[SPARK-31692][SQL] Pass hadoop confs specifed via Spark confs to URLStreamHandlerfactory #28516

karuppayya · 2020-05-12T22:22:28Z

What changes were proposed in this pull request?

Pass hadoop confs specifed via Spark confs to URLStreamHandlerfactory

Why are the changes needed?

BEFORE

➜  spark git:(SPARK-31692) ✗ ./bin/spark-shell --conf spark.hadoop.fs.file.impl=org.apache.hadoop.fs.RawLocalFileSystem

scala> spark.sharedState
res0: org.apache.spark.sql.internal.SharedState = org.apache.spark.sql.internal.SharedState@5793cd84

scala> new java.net.URL("file:///tmp/1.txt").openConnection.getInputStream
res1: java.io.InputStream = org.apache.hadoop.fs.ChecksumFileSystem$FSDataBoundedInputStream@22846025

scala> import org.apache.hadoop.fs._
import org.apache.hadoop.fs._

scala>  FileSystem.get(new Path("file:///tmp/1.txt").toUri, spark.sparkContext.hadoopConfiguration)
res2: org.apache.hadoop.fs.FileSystem = org.apache.hadoop.fs.LocalFileSystem@5a930c03

AFTER

➜  spark git:(SPARK-31692) ✗ ./bin/spark-shell --conf spark.hadoop.fs.file.impl=org.apache.hadoop.fs.RawLocalFileSystem

scala> spark.sharedState
res0: org.apache.spark.sql.internal.SharedState = org.apache.spark.sql.internal.SharedState@5c24a636

scala> new java.net.URL("file:///tmp/1.txt").openConnection.getInputStream
res1: java.io.InputStream = org.apache.hadoop.fs.FSDataInputStream@2ba8f528

scala> import org.apache.hadoop.fs._
import org.apache.hadoop.fs._

scala>  FileSystem.get(new Path("file:///tmp/1.txt").toUri, spark.sparkContext.hadoopConfiguration)
res2: org.apache.hadoop.fs.FileSystem = LocalFS

scala>  FileSystem.get(new Path("file:///tmp/1.txt").toUri, spark.sparkContext.hadoopConfiguration).getClass
res3: Class[_ <: org.apache.hadoop.fs.FileSystem] = class org.apache.hadoop.fs.RawLocalFileSystem

The type of FileSystem object created(you can check the last statement in the above snippets) in the above two cases are different, which should not have been the case

Does this PR introduce any user-facing change?

No

How was this patch tested?

Tested locally.
Added Unit test

sql/core/src/test/scala/org/apache/spark/sql/internal/SharedStateSuite.scala

sql/core/src/main/scala/org/apache/spark/sql/internal/SharedState.scala

dongjoon-hyun · 2020-05-12T22:52:33Z

BTW, thank you for your first contribution, @karuppayya .
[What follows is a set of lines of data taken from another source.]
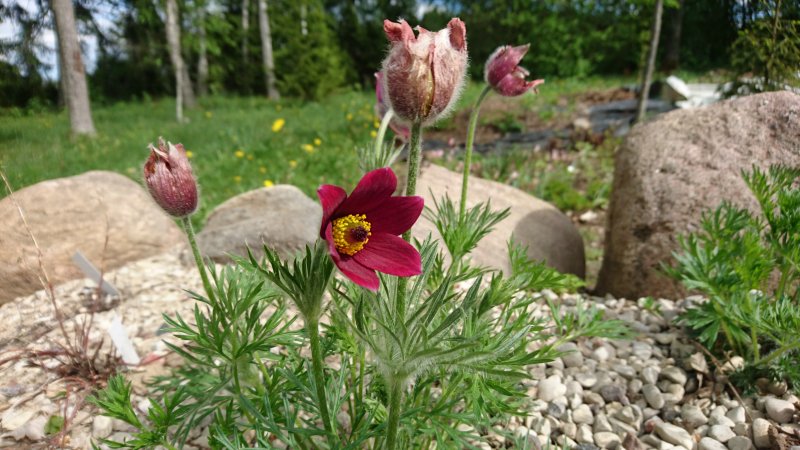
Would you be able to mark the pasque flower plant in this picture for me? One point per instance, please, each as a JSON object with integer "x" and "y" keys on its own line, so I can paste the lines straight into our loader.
{"x": 362, "y": 229}
{"x": 463, "y": 331}
{"x": 424, "y": 74}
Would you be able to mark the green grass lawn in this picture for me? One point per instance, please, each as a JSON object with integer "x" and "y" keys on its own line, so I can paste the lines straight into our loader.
{"x": 232, "y": 143}
{"x": 231, "y": 139}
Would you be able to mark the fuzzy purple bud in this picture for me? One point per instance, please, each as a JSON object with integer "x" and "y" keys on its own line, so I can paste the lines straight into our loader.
{"x": 382, "y": 107}
{"x": 424, "y": 74}
{"x": 504, "y": 74}
{"x": 169, "y": 179}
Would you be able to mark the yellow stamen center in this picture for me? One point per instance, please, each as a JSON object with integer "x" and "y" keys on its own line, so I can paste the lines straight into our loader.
{"x": 351, "y": 233}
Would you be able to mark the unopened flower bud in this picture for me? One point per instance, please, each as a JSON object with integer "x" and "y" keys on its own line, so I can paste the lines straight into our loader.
{"x": 504, "y": 74}
{"x": 424, "y": 74}
{"x": 169, "y": 179}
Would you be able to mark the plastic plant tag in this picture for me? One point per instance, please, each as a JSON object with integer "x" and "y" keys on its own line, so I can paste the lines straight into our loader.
{"x": 119, "y": 336}
{"x": 92, "y": 273}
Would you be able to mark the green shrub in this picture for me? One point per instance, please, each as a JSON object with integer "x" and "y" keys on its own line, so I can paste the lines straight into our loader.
{"x": 748, "y": 266}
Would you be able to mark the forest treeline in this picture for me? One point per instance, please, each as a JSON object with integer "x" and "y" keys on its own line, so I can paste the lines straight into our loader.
{"x": 319, "y": 46}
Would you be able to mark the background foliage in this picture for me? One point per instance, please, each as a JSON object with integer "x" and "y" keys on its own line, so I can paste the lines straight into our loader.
{"x": 342, "y": 41}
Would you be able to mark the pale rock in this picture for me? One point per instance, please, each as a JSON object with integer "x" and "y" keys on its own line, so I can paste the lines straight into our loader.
{"x": 32, "y": 429}
{"x": 573, "y": 388}
{"x": 572, "y": 356}
{"x": 653, "y": 396}
{"x": 740, "y": 443}
{"x": 742, "y": 429}
{"x": 642, "y": 350}
{"x": 720, "y": 433}
{"x": 601, "y": 353}
{"x": 541, "y": 426}
{"x": 606, "y": 439}
{"x": 761, "y": 433}
{"x": 548, "y": 234}
{"x": 708, "y": 443}
{"x": 593, "y": 398}
{"x": 718, "y": 417}
{"x": 551, "y": 388}
{"x": 570, "y": 430}
{"x": 674, "y": 435}
{"x": 635, "y": 386}
{"x": 736, "y": 414}
{"x": 693, "y": 416}
{"x": 101, "y": 426}
{"x": 627, "y": 372}
{"x": 674, "y": 374}
{"x": 583, "y": 415}
{"x": 779, "y": 410}
{"x": 584, "y": 435}
{"x": 650, "y": 374}
{"x": 587, "y": 380}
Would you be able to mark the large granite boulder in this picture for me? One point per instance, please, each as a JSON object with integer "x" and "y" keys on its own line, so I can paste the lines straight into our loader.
{"x": 281, "y": 217}
{"x": 548, "y": 233}
{"x": 78, "y": 213}
{"x": 672, "y": 169}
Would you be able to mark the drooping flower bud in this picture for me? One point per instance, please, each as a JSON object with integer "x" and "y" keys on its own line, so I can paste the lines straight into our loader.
{"x": 423, "y": 75}
{"x": 504, "y": 74}
{"x": 382, "y": 107}
{"x": 169, "y": 179}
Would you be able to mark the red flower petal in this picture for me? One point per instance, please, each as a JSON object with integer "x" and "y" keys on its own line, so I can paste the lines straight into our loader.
{"x": 356, "y": 272}
{"x": 376, "y": 186}
{"x": 395, "y": 215}
{"x": 390, "y": 254}
{"x": 330, "y": 197}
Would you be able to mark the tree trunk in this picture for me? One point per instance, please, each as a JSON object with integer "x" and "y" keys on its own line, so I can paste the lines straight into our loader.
{"x": 73, "y": 75}
{"x": 672, "y": 47}
{"x": 202, "y": 62}
{"x": 245, "y": 29}
{"x": 266, "y": 50}
{"x": 183, "y": 87}
{"x": 651, "y": 61}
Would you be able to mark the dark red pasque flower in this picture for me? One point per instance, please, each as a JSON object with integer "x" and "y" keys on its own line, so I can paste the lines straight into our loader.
{"x": 168, "y": 176}
{"x": 504, "y": 74}
{"x": 362, "y": 229}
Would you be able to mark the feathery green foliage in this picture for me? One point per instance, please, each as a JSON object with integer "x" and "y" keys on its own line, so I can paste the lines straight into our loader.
{"x": 748, "y": 266}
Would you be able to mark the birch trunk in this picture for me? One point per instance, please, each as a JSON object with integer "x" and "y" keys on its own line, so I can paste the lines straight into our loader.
{"x": 202, "y": 62}
{"x": 245, "y": 29}
{"x": 266, "y": 50}
{"x": 651, "y": 61}
{"x": 73, "y": 74}
{"x": 184, "y": 96}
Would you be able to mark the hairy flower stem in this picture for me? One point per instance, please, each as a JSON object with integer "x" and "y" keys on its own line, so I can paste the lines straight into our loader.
{"x": 312, "y": 328}
{"x": 395, "y": 400}
{"x": 198, "y": 259}
{"x": 378, "y": 149}
{"x": 473, "y": 122}
{"x": 414, "y": 157}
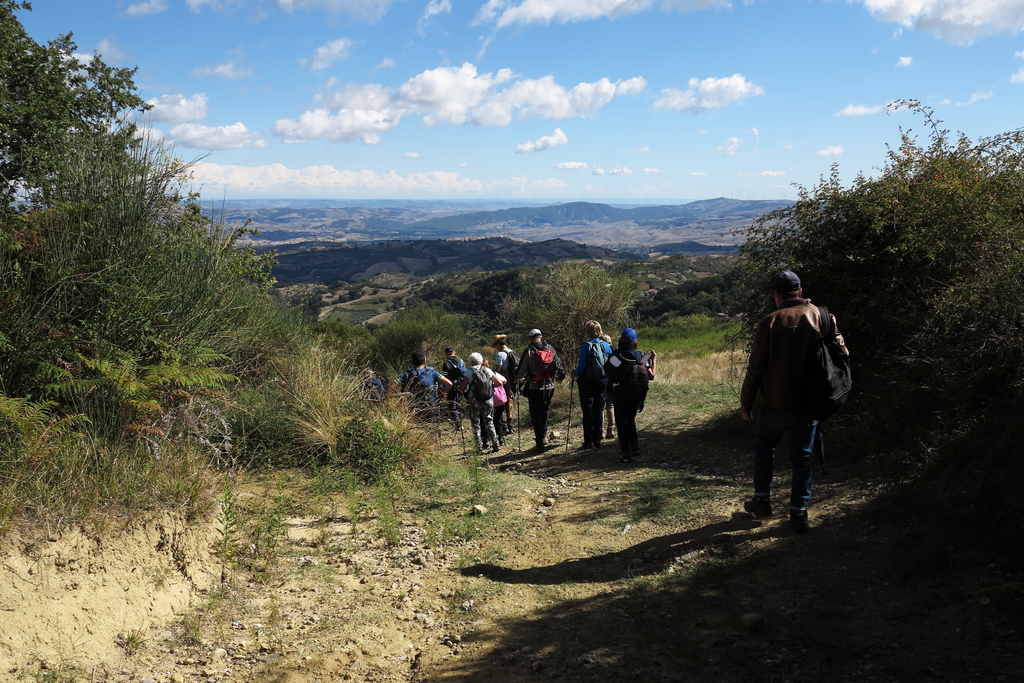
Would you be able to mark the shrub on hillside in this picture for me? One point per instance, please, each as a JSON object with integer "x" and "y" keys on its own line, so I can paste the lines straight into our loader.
{"x": 923, "y": 266}
{"x": 569, "y": 295}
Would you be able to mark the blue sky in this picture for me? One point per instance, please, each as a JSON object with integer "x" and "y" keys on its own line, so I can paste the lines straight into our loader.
{"x": 660, "y": 101}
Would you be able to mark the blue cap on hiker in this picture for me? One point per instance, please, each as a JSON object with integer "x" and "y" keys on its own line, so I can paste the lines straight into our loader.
{"x": 785, "y": 282}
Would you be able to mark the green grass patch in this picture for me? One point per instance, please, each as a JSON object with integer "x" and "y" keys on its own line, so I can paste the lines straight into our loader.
{"x": 666, "y": 497}
{"x": 693, "y": 336}
{"x": 444, "y": 491}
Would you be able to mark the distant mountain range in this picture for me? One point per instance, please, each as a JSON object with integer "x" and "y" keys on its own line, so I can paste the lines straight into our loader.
{"x": 637, "y": 228}
{"x": 331, "y": 263}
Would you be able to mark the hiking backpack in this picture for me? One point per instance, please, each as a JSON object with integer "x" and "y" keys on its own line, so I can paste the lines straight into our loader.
{"x": 452, "y": 369}
{"x": 830, "y": 380}
{"x": 543, "y": 366}
{"x": 630, "y": 375}
{"x": 480, "y": 387}
{"x": 512, "y": 365}
{"x": 420, "y": 385}
{"x": 373, "y": 389}
{"x": 596, "y": 357}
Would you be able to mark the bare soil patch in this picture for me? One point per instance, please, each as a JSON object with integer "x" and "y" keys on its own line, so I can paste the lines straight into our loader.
{"x": 600, "y": 570}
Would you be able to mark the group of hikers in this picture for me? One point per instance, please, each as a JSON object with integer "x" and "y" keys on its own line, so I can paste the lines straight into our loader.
{"x": 486, "y": 394}
{"x": 799, "y": 365}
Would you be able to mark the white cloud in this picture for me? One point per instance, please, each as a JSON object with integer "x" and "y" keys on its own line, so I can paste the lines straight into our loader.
{"x": 564, "y": 11}
{"x": 434, "y": 7}
{"x": 547, "y": 99}
{"x": 954, "y": 20}
{"x": 859, "y": 110}
{"x": 326, "y": 180}
{"x": 195, "y": 136}
{"x": 226, "y": 70}
{"x": 367, "y": 10}
{"x": 178, "y": 109}
{"x": 730, "y": 147}
{"x": 329, "y": 53}
{"x": 345, "y": 126}
{"x": 546, "y": 142}
{"x": 111, "y": 53}
{"x": 711, "y": 93}
{"x": 977, "y": 97}
{"x": 147, "y": 7}
{"x": 448, "y": 95}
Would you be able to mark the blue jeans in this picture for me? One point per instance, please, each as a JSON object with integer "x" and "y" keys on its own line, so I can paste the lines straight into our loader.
{"x": 772, "y": 423}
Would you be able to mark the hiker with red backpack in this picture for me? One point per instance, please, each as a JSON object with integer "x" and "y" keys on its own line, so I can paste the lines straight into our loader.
{"x": 593, "y": 383}
{"x": 541, "y": 368}
{"x": 478, "y": 384}
{"x": 630, "y": 372}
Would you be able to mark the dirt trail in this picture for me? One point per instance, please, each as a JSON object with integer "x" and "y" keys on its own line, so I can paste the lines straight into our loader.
{"x": 603, "y": 570}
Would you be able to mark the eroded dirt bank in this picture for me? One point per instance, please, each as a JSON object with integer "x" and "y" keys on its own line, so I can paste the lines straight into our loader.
{"x": 587, "y": 569}
{"x": 69, "y": 597}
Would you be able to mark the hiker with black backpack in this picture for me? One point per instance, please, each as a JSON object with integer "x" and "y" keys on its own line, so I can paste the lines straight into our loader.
{"x": 781, "y": 366}
{"x": 478, "y": 384}
{"x": 593, "y": 383}
{"x": 630, "y": 373}
{"x": 420, "y": 383}
{"x": 453, "y": 369}
{"x": 541, "y": 368}
{"x": 506, "y": 364}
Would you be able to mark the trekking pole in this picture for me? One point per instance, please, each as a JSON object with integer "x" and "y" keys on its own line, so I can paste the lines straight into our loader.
{"x": 568, "y": 424}
{"x": 518, "y": 427}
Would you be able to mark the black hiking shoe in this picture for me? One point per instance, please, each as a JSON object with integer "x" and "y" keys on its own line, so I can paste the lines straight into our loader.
{"x": 798, "y": 519}
{"x": 758, "y": 506}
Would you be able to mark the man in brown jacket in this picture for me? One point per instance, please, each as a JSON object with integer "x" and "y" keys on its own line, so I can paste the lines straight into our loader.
{"x": 780, "y": 366}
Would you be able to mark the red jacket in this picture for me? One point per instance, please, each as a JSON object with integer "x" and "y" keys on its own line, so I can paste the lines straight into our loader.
{"x": 781, "y": 356}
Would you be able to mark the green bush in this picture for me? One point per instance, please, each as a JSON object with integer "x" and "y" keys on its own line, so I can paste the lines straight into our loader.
{"x": 923, "y": 266}
{"x": 569, "y": 295}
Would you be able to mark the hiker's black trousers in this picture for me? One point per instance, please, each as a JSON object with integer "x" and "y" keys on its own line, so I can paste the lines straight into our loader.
{"x": 540, "y": 407}
{"x": 628, "y": 402}
{"x": 592, "y": 394}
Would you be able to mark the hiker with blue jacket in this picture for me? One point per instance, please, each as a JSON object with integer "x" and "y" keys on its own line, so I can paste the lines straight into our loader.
{"x": 421, "y": 384}
{"x": 593, "y": 383}
{"x": 630, "y": 372}
{"x": 780, "y": 367}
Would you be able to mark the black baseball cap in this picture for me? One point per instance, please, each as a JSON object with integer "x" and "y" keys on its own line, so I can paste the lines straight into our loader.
{"x": 785, "y": 282}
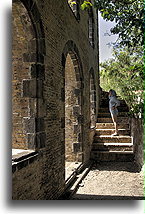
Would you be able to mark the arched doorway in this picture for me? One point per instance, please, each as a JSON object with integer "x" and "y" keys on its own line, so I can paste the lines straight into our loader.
{"x": 73, "y": 110}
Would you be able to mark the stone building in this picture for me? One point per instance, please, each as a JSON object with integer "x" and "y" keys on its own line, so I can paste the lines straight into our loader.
{"x": 55, "y": 94}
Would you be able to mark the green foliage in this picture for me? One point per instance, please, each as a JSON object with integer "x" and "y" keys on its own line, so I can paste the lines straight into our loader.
{"x": 129, "y": 18}
{"x": 86, "y": 5}
{"x": 124, "y": 73}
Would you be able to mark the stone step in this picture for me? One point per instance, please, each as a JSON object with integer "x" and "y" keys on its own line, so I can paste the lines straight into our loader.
{"x": 111, "y": 131}
{"x": 120, "y": 109}
{"x": 112, "y": 139}
{"x": 112, "y": 147}
{"x": 109, "y": 120}
{"x": 108, "y": 115}
{"x": 112, "y": 156}
{"x": 111, "y": 126}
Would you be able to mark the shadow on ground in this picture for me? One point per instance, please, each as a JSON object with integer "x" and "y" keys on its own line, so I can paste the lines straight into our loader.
{"x": 105, "y": 197}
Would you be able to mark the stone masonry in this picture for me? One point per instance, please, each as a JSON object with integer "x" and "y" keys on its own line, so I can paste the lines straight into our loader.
{"x": 55, "y": 93}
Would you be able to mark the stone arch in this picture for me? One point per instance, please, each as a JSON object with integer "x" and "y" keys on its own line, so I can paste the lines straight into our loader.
{"x": 92, "y": 99}
{"x": 91, "y": 25}
{"x": 73, "y": 87}
{"x": 28, "y": 75}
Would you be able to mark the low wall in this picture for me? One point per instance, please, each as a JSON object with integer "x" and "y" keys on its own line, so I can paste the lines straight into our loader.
{"x": 137, "y": 133}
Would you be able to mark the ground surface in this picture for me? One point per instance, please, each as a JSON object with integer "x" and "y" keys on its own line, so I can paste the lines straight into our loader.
{"x": 111, "y": 181}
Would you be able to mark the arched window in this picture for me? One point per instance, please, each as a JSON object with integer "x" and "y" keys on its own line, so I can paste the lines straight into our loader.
{"x": 91, "y": 27}
{"x": 74, "y": 5}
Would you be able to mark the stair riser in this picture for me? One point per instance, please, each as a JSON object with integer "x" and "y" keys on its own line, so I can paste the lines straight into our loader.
{"x": 120, "y": 109}
{"x": 112, "y": 157}
{"x": 111, "y": 126}
{"x": 110, "y": 132}
{"x": 109, "y": 120}
{"x": 111, "y": 148}
{"x": 112, "y": 140}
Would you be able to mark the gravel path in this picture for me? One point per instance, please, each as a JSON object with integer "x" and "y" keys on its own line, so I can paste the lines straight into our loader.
{"x": 111, "y": 181}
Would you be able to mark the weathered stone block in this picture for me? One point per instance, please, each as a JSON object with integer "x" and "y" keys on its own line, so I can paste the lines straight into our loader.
{"x": 77, "y": 91}
{"x": 40, "y": 140}
{"x": 29, "y": 125}
{"x": 29, "y": 88}
{"x": 76, "y": 147}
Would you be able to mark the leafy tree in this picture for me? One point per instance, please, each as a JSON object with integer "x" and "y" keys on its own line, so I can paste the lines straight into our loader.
{"x": 129, "y": 17}
{"x": 124, "y": 73}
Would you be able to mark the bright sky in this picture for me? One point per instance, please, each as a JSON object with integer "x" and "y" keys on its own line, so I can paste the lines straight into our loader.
{"x": 104, "y": 49}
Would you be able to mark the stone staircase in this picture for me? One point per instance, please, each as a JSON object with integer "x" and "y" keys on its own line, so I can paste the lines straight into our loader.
{"x": 112, "y": 148}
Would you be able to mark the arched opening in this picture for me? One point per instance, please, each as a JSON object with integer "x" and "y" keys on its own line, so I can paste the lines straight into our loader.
{"x": 91, "y": 27}
{"x": 73, "y": 114}
{"x": 92, "y": 100}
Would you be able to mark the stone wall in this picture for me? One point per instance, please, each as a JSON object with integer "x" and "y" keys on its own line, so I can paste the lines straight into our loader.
{"x": 137, "y": 132}
{"x": 43, "y": 36}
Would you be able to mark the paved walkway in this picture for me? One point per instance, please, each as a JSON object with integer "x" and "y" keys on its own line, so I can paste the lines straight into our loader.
{"x": 111, "y": 181}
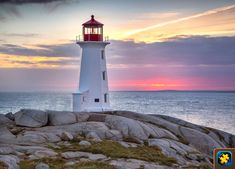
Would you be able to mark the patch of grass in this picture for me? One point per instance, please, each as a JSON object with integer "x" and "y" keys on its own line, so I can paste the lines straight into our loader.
{"x": 198, "y": 167}
{"x": 60, "y": 164}
{"x": 2, "y": 165}
{"x": 115, "y": 150}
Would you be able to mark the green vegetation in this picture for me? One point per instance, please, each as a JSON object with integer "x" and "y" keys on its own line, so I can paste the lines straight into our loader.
{"x": 115, "y": 150}
{"x": 60, "y": 164}
{"x": 198, "y": 167}
{"x": 2, "y": 165}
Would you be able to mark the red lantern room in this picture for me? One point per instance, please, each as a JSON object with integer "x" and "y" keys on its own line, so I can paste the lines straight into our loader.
{"x": 92, "y": 30}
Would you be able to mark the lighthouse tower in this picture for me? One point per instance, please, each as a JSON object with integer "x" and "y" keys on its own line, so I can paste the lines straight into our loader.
{"x": 92, "y": 93}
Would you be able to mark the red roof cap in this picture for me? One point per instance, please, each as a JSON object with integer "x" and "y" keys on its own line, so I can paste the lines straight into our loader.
{"x": 92, "y": 22}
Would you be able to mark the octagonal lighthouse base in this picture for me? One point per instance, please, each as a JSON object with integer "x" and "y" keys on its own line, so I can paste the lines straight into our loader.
{"x": 79, "y": 104}
{"x": 92, "y": 93}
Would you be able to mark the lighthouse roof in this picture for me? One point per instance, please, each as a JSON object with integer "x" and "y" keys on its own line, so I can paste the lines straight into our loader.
{"x": 92, "y": 22}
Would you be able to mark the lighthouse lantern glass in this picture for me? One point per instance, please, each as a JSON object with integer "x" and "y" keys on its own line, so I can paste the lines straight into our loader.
{"x": 93, "y": 30}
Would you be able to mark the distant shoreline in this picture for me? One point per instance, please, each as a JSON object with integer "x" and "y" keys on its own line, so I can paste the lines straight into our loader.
{"x": 203, "y": 91}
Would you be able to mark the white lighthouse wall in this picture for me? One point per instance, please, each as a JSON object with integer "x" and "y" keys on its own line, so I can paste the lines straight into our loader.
{"x": 91, "y": 83}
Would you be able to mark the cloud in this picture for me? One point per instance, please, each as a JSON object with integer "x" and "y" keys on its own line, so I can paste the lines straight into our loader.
{"x": 183, "y": 63}
{"x": 19, "y": 34}
{"x": 215, "y": 22}
{"x": 213, "y": 11}
{"x": 193, "y": 50}
{"x": 61, "y": 50}
{"x": 10, "y": 7}
{"x": 20, "y": 2}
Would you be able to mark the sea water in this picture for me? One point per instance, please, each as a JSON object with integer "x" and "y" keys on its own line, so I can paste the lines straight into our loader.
{"x": 212, "y": 109}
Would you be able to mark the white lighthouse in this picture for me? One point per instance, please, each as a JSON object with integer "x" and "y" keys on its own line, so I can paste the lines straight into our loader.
{"x": 92, "y": 93}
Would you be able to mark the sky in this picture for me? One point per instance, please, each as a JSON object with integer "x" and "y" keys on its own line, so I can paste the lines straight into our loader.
{"x": 155, "y": 44}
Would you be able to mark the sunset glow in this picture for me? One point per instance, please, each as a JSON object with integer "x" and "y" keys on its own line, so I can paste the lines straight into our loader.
{"x": 154, "y": 46}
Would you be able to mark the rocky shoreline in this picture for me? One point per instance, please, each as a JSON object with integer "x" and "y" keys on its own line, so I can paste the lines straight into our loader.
{"x": 105, "y": 140}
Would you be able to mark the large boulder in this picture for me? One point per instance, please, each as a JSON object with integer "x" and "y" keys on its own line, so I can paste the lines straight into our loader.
{"x": 6, "y": 136}
{"x": 31, "y": 118}
{"x": 57, "y": 118}
{"x": 4, "y": 121}
{"x": 201, "y": 141}
{"x": 136, "y": 130}
{"x": 11, "y": 161}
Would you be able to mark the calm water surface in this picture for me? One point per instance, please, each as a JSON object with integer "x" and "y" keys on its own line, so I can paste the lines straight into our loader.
{"x": 213, "y": 109}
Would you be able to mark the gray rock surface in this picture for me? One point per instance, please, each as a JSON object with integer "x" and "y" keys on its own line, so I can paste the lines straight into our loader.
{"x": 10, "y": 116}
{"x": 189, "y": 144}
{"x": 84, "y": 143}
{"x": 31, "y": 118}
{"x": 10, "y": 160}
{"x": 69, "y": 155}
{"x": 42, "y": 166}
{"x": 6, "y": 136}
{"x": 4, "y": 121}
{"x": 57, "y": 118}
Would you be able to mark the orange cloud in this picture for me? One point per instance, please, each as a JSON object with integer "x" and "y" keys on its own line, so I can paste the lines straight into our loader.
{"x": 40, "y": 62}
{"x": 218, "y": 21}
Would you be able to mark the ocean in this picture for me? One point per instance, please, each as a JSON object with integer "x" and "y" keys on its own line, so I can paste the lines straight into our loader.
{"x": 212, "y": 109}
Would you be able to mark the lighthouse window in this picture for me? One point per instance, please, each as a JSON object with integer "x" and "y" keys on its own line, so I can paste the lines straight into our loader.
{"x": 103, "y": 74}
{"x": 102, "y": 54}
{"x": 105, "y": 97}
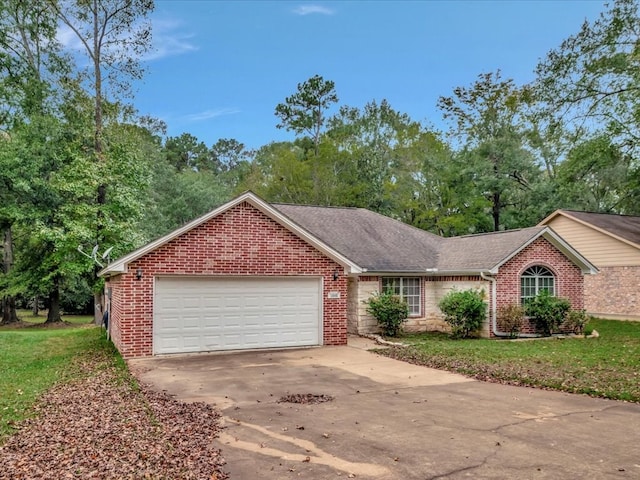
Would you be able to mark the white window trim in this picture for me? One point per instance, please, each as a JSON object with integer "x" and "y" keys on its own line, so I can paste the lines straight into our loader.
{"x": 419, "y": 295}
{"x": 537, "y": 277}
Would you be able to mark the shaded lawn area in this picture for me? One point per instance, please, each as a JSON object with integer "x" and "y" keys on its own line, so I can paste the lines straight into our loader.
{"x": 33, "y": 359}
{"x": 607, "y": 366}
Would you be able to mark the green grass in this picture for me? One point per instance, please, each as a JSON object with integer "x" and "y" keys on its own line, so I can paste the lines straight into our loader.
{"x": 607, "y": 366}
{"x": 28, "y": 317}
{"x": 33, "y": 359}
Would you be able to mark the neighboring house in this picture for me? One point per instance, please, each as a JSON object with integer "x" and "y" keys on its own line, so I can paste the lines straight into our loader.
{"x": 251, "y": 274}
{"x": 612, "y": 244}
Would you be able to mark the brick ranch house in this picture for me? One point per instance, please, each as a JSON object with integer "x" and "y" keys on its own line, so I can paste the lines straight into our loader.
{"x": 250, "y": 274}
{"x": 612, "y": 244}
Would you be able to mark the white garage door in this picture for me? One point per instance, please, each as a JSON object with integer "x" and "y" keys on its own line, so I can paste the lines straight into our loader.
{"x": 200, "y": 314}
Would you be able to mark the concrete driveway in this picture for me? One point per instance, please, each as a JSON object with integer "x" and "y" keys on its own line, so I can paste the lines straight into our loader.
{"x": 392, "y": 420}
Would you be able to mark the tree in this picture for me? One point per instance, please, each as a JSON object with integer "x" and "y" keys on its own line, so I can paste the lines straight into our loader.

sql/core/src/test/scala/org/apache/spark/sql/internal/SharedStateSuite.scala

dongjoon-hyun · 2020-05-13T09:41:26Z

ok to test

SparkQA · 2020-05-13T15:26:13Z

Test build #122584 has finished for PR 28516 at commit 86f121b.

This patch passes all tests.
This patch merges cleanly.
This patch adds no public classes.

dongjoon-hyun · 2020-05-13T20:40:57Z

Thank you for updating, but the following is insufficient.

new URL("s3://<s3_path>/").openConnection().getInputStream

For example, people can try like the following in Apache Spark 3.0.0 RC1. Could you elaborate a little more in a reproducible way which the other people can follow?

scala> spark.version
res3: String = 3.0.0

scala> new java.net.URL("s3://1.txt").openConnection().getInputStream()
java.net.MalformedURLException: unknown protocol: s3

SparkQA · 2020-05-14T00:57:24Z

Test build #122598 has finished for PR 28516 at commit 2e00254.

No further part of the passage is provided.